Mom asked my father to marry her so she could get out of the house. Her mother died in childbirth on my grandfather’s birthday, leaving a newborn baby girl and six other daughters. Mom was only 13, the third oldest child.
Dad got drafted into the Army at age 20 during the Korean war. He was stationed in Austria. Mom gave birth to my oldest brother while Dad was overseas and she sent a telegram informing him he was the father of a baby boy.
After serving the required two years in the Army, Dad was discharged, got into sales, and worked long hours to support a growing family.
This video is 38 seconds long. The clown bike belonged to my nephew. Dad’s always been one to clown around.

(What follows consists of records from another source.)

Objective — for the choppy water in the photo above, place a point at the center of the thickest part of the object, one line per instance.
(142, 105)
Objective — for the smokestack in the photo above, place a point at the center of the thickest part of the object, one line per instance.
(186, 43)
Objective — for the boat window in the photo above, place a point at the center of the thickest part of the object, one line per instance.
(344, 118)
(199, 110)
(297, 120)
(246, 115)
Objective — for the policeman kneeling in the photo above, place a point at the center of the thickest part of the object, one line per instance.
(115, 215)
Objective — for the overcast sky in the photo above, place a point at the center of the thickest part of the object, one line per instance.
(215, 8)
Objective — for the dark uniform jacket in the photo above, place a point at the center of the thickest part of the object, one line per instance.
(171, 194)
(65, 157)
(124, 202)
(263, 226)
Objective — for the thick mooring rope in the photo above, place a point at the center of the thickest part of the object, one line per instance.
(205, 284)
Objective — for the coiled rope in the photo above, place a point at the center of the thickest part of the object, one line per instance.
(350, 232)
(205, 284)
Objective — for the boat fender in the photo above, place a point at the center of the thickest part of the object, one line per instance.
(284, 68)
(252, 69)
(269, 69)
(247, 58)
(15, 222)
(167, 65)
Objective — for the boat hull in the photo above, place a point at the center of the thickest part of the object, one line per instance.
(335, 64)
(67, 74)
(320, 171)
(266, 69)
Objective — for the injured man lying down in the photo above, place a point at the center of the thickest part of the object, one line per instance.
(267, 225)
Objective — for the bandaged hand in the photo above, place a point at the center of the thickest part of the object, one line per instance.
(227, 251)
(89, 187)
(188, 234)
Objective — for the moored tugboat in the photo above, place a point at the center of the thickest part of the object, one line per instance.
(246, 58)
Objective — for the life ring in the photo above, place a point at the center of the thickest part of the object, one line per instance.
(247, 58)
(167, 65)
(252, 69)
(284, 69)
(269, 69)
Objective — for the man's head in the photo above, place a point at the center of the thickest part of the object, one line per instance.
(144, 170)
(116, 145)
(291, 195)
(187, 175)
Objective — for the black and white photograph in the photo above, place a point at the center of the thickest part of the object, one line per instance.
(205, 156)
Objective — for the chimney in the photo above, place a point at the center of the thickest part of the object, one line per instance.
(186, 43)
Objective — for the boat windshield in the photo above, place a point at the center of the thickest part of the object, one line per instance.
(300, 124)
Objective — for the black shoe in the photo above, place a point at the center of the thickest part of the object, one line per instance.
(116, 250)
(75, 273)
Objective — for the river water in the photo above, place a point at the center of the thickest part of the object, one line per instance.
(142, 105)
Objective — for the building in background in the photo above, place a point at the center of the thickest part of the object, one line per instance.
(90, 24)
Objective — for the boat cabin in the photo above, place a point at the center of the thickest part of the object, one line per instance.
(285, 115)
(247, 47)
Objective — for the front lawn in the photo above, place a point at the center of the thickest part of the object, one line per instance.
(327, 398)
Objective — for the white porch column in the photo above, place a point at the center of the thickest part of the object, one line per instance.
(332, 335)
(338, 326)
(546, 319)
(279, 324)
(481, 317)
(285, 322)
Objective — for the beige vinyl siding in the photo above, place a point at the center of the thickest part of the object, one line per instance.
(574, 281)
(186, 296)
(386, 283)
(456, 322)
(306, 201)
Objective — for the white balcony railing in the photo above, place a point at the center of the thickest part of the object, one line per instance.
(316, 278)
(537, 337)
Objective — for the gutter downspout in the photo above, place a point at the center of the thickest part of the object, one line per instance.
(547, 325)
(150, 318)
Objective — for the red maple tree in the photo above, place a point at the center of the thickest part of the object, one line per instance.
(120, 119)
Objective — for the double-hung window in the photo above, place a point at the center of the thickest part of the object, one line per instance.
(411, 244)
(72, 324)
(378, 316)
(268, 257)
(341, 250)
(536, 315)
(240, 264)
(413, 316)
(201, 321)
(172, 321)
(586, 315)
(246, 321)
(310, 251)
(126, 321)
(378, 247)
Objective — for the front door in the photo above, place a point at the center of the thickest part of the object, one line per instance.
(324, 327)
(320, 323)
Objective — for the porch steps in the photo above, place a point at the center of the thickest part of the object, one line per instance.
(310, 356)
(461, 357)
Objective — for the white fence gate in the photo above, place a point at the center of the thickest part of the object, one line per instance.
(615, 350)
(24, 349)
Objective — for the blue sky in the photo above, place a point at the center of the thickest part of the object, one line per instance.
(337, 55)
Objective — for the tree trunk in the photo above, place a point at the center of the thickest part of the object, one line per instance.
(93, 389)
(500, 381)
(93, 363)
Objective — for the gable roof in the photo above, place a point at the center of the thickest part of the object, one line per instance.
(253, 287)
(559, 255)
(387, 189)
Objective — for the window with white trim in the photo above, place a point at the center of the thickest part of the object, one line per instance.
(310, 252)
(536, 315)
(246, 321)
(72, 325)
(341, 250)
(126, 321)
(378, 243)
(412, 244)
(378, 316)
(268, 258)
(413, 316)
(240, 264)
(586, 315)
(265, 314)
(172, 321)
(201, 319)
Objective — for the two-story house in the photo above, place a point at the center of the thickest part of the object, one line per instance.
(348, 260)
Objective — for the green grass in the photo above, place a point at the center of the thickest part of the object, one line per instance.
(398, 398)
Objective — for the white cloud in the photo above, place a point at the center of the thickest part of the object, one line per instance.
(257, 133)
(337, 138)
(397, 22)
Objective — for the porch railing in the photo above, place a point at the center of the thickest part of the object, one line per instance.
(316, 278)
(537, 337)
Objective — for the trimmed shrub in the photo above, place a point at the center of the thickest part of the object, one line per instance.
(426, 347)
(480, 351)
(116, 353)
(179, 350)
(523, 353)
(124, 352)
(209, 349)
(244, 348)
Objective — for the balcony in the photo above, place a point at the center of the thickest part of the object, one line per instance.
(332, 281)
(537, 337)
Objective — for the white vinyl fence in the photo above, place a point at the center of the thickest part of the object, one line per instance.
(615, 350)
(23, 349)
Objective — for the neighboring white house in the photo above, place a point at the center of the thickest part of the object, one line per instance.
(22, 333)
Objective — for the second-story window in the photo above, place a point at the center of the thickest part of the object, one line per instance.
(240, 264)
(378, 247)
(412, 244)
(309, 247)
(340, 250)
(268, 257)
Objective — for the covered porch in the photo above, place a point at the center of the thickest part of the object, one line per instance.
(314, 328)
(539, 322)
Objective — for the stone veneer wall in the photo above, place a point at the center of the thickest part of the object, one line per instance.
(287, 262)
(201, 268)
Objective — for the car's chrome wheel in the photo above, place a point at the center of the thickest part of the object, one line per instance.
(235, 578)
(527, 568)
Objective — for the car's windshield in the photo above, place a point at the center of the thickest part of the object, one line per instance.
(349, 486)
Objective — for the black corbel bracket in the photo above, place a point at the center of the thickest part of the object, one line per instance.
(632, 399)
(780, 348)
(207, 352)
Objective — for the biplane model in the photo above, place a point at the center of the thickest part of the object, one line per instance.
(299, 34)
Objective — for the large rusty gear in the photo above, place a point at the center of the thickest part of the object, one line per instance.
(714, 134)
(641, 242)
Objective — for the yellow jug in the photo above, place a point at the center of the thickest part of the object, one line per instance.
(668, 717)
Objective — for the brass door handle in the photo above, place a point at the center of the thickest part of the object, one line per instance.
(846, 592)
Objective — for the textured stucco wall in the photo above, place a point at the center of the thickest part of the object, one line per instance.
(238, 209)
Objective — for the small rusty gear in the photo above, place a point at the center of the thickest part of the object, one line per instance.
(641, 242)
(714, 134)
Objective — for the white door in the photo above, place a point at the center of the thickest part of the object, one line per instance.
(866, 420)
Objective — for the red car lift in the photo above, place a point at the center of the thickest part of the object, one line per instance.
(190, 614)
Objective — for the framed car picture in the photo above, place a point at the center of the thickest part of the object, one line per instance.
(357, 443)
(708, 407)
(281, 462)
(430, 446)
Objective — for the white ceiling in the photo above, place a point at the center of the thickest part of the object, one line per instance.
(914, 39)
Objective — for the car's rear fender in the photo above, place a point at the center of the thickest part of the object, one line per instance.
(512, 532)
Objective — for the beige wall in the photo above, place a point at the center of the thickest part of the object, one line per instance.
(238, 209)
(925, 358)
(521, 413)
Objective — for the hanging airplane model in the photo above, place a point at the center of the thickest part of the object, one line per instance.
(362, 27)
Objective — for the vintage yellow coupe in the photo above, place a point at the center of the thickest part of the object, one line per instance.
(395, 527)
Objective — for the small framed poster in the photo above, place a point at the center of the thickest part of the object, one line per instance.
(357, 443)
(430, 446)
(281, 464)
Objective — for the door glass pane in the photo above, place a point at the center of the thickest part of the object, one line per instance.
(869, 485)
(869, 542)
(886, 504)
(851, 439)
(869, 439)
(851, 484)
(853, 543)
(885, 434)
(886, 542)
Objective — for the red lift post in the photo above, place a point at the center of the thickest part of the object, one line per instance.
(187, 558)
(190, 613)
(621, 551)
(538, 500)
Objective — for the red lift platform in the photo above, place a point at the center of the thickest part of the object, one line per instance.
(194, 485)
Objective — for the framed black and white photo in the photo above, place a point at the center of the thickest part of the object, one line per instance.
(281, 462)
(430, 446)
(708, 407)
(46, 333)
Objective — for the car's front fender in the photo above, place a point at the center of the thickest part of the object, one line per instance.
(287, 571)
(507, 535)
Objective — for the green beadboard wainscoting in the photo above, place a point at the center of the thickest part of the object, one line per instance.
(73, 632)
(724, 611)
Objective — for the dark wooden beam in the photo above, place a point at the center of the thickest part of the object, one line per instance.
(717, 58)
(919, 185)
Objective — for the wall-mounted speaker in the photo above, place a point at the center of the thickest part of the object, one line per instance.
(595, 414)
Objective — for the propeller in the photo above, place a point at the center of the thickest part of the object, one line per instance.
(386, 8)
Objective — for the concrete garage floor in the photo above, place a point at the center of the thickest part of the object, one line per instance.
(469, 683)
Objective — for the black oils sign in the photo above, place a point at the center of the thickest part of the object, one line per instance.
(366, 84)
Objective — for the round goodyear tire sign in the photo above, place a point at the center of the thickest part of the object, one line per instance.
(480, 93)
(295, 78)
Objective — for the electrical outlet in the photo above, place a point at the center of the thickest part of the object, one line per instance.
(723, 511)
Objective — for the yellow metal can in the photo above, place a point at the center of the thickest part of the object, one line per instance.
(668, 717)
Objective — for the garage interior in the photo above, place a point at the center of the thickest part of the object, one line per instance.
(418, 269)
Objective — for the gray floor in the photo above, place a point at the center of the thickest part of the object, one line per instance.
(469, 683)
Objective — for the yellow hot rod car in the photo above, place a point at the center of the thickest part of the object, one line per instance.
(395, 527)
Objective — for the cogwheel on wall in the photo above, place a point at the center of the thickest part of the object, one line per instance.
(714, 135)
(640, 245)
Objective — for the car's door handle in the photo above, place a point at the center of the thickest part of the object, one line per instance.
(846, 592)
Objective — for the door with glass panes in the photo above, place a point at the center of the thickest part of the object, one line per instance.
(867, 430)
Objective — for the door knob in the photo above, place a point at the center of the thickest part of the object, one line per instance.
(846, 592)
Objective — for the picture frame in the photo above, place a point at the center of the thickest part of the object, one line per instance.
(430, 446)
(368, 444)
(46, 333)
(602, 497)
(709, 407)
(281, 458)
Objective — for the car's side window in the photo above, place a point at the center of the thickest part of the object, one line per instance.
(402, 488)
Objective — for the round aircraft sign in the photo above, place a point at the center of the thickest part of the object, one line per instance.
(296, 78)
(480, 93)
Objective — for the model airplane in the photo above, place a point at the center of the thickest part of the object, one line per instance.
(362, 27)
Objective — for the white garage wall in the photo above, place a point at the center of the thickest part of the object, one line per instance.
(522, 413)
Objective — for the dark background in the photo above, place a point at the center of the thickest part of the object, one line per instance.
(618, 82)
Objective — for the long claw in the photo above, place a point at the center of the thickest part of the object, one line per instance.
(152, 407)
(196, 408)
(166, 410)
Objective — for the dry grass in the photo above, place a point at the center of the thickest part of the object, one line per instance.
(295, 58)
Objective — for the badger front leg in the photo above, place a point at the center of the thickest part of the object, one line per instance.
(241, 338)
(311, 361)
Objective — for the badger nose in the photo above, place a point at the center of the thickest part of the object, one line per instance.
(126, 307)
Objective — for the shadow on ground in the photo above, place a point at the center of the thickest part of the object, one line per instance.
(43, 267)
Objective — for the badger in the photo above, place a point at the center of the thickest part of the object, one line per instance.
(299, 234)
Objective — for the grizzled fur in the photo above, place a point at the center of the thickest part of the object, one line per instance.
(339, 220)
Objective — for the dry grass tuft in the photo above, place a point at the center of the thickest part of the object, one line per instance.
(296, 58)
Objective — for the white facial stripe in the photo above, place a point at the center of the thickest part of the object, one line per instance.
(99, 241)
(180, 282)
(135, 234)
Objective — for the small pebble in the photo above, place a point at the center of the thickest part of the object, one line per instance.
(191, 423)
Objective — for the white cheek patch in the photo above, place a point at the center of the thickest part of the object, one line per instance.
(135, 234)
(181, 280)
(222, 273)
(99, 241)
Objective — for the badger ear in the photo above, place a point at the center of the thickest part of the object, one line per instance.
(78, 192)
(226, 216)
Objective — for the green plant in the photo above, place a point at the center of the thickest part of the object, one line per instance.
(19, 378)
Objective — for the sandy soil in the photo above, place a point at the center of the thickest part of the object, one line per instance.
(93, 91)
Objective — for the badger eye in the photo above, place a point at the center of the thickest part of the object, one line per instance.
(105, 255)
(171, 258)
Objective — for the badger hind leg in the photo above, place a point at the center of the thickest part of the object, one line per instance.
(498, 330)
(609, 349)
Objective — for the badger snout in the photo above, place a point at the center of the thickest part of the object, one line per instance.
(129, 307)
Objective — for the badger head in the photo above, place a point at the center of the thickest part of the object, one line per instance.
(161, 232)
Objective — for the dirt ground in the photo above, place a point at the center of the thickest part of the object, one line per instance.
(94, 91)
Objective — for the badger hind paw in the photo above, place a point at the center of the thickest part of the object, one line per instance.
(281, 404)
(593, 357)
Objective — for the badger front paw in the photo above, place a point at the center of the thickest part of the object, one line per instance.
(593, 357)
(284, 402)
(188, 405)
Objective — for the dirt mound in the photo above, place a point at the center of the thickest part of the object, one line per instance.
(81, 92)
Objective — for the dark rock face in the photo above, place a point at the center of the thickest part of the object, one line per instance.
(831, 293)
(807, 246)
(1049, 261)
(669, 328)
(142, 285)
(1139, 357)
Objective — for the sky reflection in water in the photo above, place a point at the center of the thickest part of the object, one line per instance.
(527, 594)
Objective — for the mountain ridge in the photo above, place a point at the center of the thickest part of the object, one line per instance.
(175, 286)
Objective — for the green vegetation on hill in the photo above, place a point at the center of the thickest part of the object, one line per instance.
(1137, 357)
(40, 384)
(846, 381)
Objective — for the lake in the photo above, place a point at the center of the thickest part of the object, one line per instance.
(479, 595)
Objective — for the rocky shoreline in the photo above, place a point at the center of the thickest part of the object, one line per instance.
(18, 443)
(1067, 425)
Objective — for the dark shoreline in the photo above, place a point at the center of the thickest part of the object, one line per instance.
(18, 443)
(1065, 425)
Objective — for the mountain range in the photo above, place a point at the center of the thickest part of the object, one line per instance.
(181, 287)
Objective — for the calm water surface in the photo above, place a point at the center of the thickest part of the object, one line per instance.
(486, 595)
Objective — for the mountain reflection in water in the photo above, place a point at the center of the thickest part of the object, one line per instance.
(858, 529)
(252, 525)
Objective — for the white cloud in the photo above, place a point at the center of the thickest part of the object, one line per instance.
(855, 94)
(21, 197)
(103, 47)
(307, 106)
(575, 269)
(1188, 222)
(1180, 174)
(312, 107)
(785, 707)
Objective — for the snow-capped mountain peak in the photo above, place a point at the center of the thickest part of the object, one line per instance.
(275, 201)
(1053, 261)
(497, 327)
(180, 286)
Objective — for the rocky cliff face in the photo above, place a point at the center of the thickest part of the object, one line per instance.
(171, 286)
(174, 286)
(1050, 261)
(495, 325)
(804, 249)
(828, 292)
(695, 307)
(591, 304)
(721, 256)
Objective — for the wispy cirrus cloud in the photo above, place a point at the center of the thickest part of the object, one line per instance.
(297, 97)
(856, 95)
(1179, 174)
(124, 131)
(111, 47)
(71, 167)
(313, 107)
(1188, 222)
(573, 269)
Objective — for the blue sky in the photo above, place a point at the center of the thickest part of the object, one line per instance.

For their 65th wedding anniversary last July, my parents celebrated in small ways, like going out to lunch and an afternoon at the beach. They weren’t up to having a big party like they did for their 60th.
Happy 85th Birthday, Dad!
Husband for 65 years, father of five, granddad to 16, great-granddad to fifteen and two on the way. May he continue to play tennis and do all his favorite things for many years to come. He says he’s enjoying life to the fullest.
What are your thoughts? Do you celebrate milestone birthdays? Do you play tennis? Are you ambidextrous?
I’d love to hear from you.
Thank you for stopping by!
Happy birthday to your father! That’s great he gets out and plays tennis. I bet staying active does make a difference. Tennis requires the mind to stay active as well, so douoble bonus.
Thanks, Alex! Yes, tennis has benefited Dad in many ways. If only every person could stay this active, we’d all be much healthier! Thanks for stopping by!
This is really special, Lynn…thanks for celebrating our dad today!
Thanks for celebrating with me, Pambelina. It’s a special day to still have our father with us. Thanks for visiting my site!
Happy Birthday, Lynn’s dad!
I don’t play tennis, and I’m definitely not ambidextrous, but so cool about him!
Aw, thanks so much, Jennette! Have a good week and thanks for stopping by!
Good job putting this together, a lot of history there.
Aw, thanks, Gordy. So nice to have you visit!